(永遠のマイラバトレイン@福鉄200形)
はい、北府駅に降りたのは、この駅で静態保存されている福鉄200形を見たかったからです。というか、福鉄に乗りに来た中の半分くらいはこのイベントで占められていたといっても過言ではない。高度経済成長期を飾った福鉄の誇る名車は、エバーグリーンな輝きを誇りながら活躍を続けていましたが、路線自体の低床化車両への統一を図るため、FUKURAM(福鉄1000形)の導入と引き換えに残念ながら平成28年に惜しまれつつ引退。その後は西武生の車庫でずーっと雨ざらしにされていましたが、福鉄を代表する車両かつイメージリーダーとして鉄道ファンや地元民から保存を望む声が非常に大きく、クラウドファンディングで資金を募った上で再塗装がかけられ、北府駅の入口の脇に保存されることとなったものです。

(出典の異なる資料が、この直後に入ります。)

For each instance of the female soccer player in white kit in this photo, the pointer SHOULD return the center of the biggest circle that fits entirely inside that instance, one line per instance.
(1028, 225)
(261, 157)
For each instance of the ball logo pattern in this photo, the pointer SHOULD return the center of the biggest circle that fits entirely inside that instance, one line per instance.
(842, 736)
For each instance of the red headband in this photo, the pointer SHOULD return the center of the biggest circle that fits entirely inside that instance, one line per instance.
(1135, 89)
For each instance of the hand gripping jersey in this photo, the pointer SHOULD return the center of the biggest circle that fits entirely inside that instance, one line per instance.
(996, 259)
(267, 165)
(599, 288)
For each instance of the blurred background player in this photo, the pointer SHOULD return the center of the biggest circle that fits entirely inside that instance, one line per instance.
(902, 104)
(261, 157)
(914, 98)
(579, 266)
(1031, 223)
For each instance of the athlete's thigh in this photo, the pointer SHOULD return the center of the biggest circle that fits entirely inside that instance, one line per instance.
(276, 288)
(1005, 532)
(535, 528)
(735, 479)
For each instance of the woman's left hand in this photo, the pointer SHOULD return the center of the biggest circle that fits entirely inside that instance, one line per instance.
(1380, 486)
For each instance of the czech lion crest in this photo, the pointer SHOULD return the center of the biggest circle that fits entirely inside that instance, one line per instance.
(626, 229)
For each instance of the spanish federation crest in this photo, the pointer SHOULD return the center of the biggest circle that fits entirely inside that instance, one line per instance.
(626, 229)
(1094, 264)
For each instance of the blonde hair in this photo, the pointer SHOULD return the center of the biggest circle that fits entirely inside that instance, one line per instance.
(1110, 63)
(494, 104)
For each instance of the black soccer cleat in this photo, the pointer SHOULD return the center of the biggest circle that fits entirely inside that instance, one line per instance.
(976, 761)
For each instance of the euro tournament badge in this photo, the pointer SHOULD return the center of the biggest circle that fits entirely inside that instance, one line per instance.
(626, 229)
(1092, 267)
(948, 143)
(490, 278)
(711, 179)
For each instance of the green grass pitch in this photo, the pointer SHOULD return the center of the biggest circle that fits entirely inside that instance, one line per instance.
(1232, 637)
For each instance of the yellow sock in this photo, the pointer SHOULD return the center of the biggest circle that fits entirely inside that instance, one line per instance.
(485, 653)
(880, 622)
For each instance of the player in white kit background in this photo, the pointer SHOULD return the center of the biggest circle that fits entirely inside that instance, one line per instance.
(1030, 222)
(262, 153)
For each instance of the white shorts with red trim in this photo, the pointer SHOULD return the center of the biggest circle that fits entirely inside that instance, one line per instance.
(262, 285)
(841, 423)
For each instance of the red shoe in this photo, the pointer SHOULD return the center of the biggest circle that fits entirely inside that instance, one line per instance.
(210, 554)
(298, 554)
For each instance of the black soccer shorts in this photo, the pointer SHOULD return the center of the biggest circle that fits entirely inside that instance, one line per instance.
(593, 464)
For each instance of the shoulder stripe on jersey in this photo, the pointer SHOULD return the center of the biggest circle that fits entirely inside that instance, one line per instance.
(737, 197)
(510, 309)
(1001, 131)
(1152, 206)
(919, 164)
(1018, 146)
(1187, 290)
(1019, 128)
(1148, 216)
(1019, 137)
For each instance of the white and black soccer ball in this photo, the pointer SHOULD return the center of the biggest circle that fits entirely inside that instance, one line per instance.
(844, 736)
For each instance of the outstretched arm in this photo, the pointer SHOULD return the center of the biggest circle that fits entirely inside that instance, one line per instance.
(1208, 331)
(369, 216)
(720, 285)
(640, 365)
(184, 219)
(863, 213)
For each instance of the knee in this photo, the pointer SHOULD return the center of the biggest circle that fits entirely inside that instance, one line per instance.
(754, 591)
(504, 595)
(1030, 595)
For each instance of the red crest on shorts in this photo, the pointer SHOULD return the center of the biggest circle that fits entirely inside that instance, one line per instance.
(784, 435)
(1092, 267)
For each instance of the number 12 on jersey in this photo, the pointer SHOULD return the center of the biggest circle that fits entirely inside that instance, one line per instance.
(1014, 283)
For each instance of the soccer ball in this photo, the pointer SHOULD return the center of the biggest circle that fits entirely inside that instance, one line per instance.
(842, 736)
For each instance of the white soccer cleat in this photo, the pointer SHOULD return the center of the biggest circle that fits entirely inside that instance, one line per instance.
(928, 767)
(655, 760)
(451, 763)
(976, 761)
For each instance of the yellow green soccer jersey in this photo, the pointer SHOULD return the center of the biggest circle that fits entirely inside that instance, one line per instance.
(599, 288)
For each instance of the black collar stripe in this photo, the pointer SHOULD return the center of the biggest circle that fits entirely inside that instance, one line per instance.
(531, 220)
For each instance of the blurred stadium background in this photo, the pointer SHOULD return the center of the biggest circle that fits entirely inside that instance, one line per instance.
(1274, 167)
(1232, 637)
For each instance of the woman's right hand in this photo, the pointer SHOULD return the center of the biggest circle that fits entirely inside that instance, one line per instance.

福鉄200形は、新しく作られたホームと一緒に大屋根の下で保存されている。昨年に公開されたばかりというから、まだまっさらぴんのピッカピカで、曇天の空の下でもひときわの美しさを持って私を迎えてくれた。ボディに近い位置に柱が多いのが難だが、雪の多い北陸であることを考えると屋根の強度は無視出来ないですからこればっかりは仕方ないか。いずれにしろ雨ざらし雪ざらしにしてしまえば動かない鋼鉄の重量機械など簡単に腐ってしまうので、屋根付きは必須条件だろう。個人で保存している鉄道車両も日本各地にあるが、だいたい屋根がないことで寿命を縮めているものも多いような気がする。カーポートなんかと違い、鉄道車両を保護する屋根を付けることは、なかなか個人の負担ではやり切らない事でもあるのでしょうが・・・
まだこの200形203編成が現役だった頃のひとコマ。雨上がりの市役所前で。202編成はFUKURAM初代編成の投入から運用を外れ気味の中で、平日であれば!という期待を込めての福井遠征だった。202は越前武生の側線で運用を外れていたが、朝運用くらいには入ってくれるだろうと思っていた203編成が終日運用だったのが非常に喜ばしかった思い出がある。まだ市役所前が市役所前で、木田四ツ辻が木田四ツ辻だった時代の話。そうそう、現役の最後で203編成は福鉄急行色のリバイバルカラーを纏ったのだけども、純正のそれよりは若干青緑に寄った色になっていた。今回の保存に際し、その辺りの色の認識は正しく改められて、正しく「福鉄急行色」たるインディゴブルー+ベージュの色合いに戻されている。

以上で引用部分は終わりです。